A simple 4-stage process completes incorporation for companies in Denmark. This is as follows:

  1. Obtain a digital signature; a one-day process.
  2. Deposit the start-up capital raised into the bank. This also takes one day.
  3. Register with the Danish Commercial and Companies Agency. This takes about 3 days.
  4. Register employees with a private insurance company. This takes one day.

Incorporation

A foreign corporation may establish a business in Denmark either as a Subsidiary Corporation, as a Registered Branch Office or as a Representative Office.

In order to found a company in Denmark, a memorandum of association must be prepared and signed by the founders of the company and must contain a draft of Articles of Association.

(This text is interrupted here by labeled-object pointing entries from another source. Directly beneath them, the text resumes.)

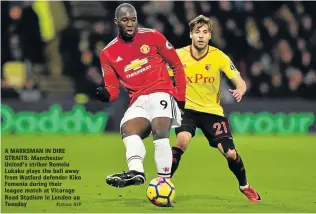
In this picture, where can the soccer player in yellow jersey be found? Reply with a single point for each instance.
(204, 65)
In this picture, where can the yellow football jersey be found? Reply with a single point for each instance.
(204, 77)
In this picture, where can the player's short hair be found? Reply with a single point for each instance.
(199, 21)
(124, 5)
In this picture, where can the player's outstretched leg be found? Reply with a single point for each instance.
(133, 131)
(163, 155)
(182, 142)
(236, 165)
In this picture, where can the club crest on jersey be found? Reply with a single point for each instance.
(144, 49)
(135, 64)
(207, 67)
(168, 45)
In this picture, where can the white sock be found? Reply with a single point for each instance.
(135, 152)
(163, 157)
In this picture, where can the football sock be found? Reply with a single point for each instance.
(244, 187)
(163, 157)
(176, 157)
(237, 167)
(135, 152)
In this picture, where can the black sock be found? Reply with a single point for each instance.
(176, 157)
(237, 167)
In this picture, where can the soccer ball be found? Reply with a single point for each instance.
(161, 192)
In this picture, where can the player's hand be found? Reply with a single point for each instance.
(103, 94)
(181, 105)
(237, 94)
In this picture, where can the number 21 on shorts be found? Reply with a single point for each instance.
(220, 128)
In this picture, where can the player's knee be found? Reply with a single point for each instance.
(227, 147)
(183, 140)
(160, 134)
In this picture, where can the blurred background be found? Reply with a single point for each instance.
(50, 59)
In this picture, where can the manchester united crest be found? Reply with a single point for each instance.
(144, 49)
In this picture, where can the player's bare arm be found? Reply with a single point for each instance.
(240, 87)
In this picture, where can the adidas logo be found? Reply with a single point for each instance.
(119, 59)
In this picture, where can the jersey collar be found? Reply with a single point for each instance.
(121, 40)
(198, 59)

A draft of Articles of Association must include the following:

  • Information about the name of the company
  • Location of the registered office
  • Objectives of the company
  • The share capital
  • The Board of Directors
  • The general assembly of the company
  • Auditors
  • The companys fiscal year

The Board of Directors need to register the company with the Commerce and Companies Agency within 6 months from the date on which the memorandum of association was signed. It may take 3-4 weeks to have the company registered due to the investigation into the companys chosen name which must take place.

Registered Offices

To establish a registered office, the head office must register the Danish branch office with the Commerce and Company Agency and file the following documents:

A copy of the Articles of Association of the head office.

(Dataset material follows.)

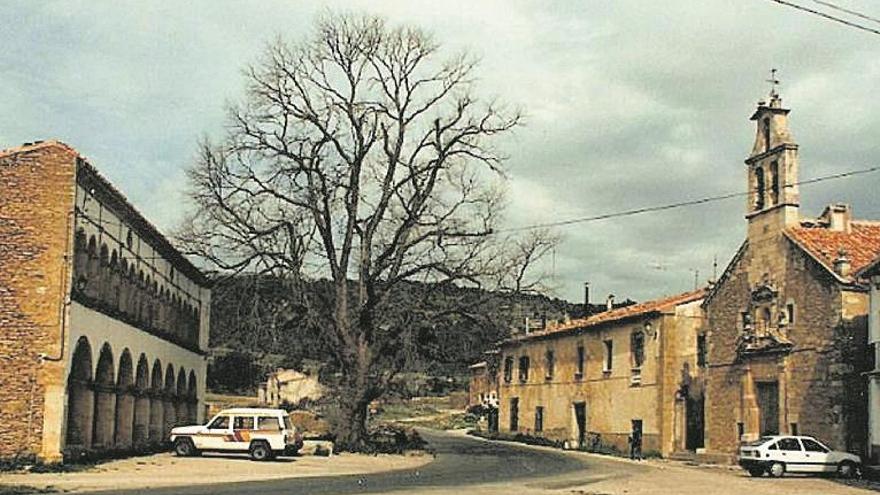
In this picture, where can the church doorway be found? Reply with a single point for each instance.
(768, 407)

The incorporation certificate of the head office

A certified power of attorney to a branch manager with documentation that the branch manager meets the requirements as to residency and citizenship

A registered branch office must have a name, which includes the word filial (branch office) together with the name of the foreign corporation and the country of incorporation.

The two most common legal structures which foreign investors choose when setting up a company in Denmark are:

  • A Public Limited Company (Aktieselskab, A/S) This can be formed by one or more founders, with at least one founder being a resident of Denmark, an EU national resident in another member state or a resident of an EEA country.
  • A Private Limited Company (Arpartsselskab, ApS) This only requires one founder who need not be a resident of Denmark. ApS companies are suited to businesses that have only a few proprietors. An ApS company may have an unlimited number of shareholders.

Offshore Companies

By choosing to incorporate an offshore company, business owners and  investors can set-up a business outside the jurisdiction of its operations. Offshore companies are traditionally, but not exclusively, incorporated for lower fees and taxes. Business owners must abide the regulations of the offshore jurisdiction, and must not trade within the jurisdiction.

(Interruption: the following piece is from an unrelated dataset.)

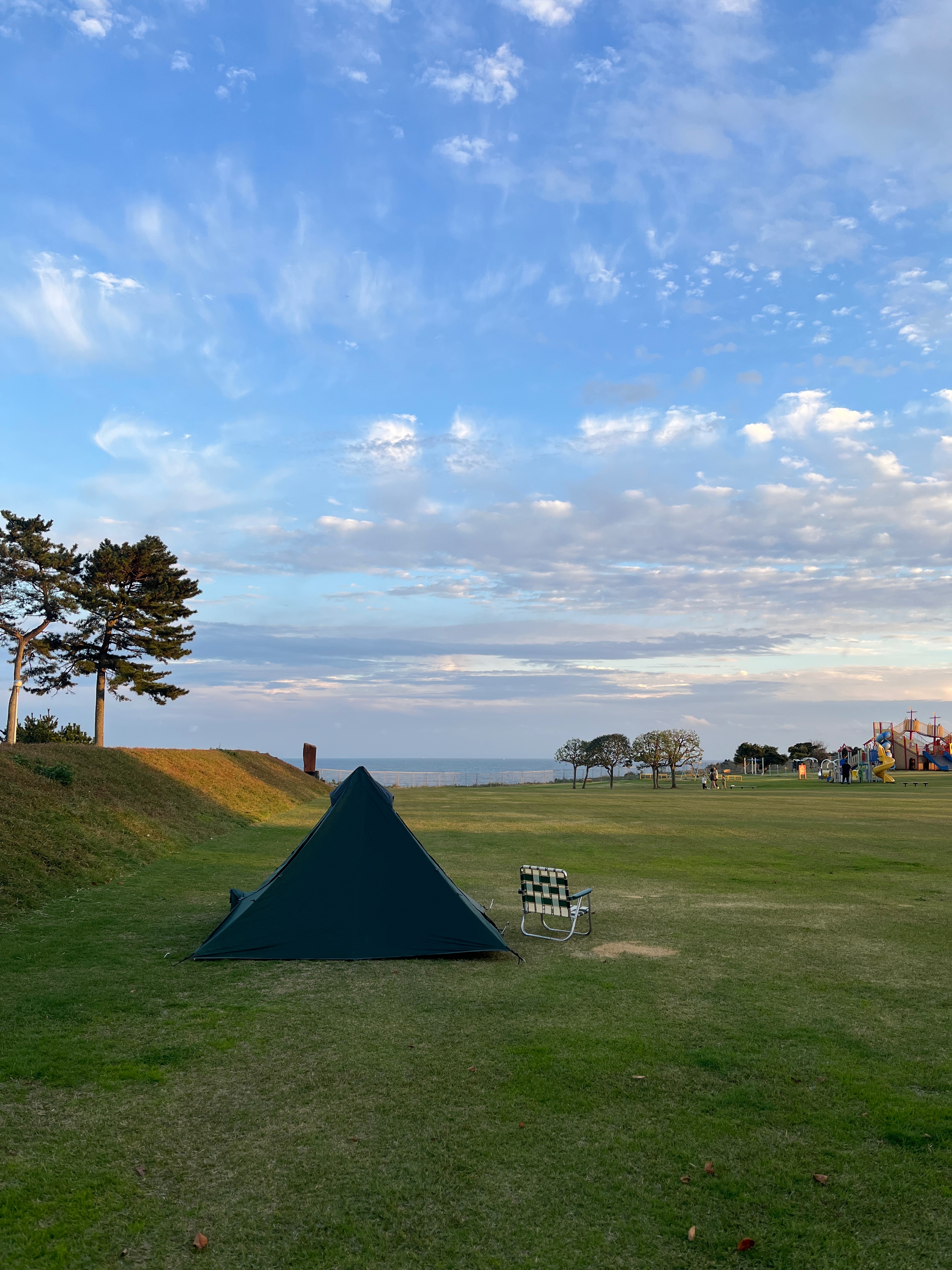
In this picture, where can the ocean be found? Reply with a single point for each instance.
(480, 769)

The benefits are vast. As aforesaid, reduced tax and fees are often big factors when considering offshore incorporation. A company may also choose and offshore location to:

  • Simplify set-up and maintenance - entrepreneurs may find bureaucracy and red tape less of an obstacle in offshore jurisdictions
  • Assume anonymity - the names of owners and directors are not for public record, and references to the company may only be made in its registered agent
  • Ensure legal protection - for instance, some jurisdictions favour corporate governance, meaning a company is only liable to offshore laws as opposed to those in its areas of operation
  • Protect assets - business owners may opt to arrange their assets and transactions in such a way that protects them from liability

Characteristics of an offshore company:

  • Memorandum and Articles of Association
  • Certificate of Incorporation
  • Registered Office/Agent
  • Shareholders / Members
  • Directors / Managers
  • Company secretary
  • Statutory Register
  • Bookkeeping

Traditional locations for offshore incorporation are tax havens, such as the British Virgin Islands, Panama and Monaco. Other favoured areas include India, the Bahamas, Dubai, the Cayman Islands, Cyprus, Seychelles, Marshall islands, Delaware, Turks & Caicos Islands, Hong Kong, Jersey, Guernsey and the Isle of Man.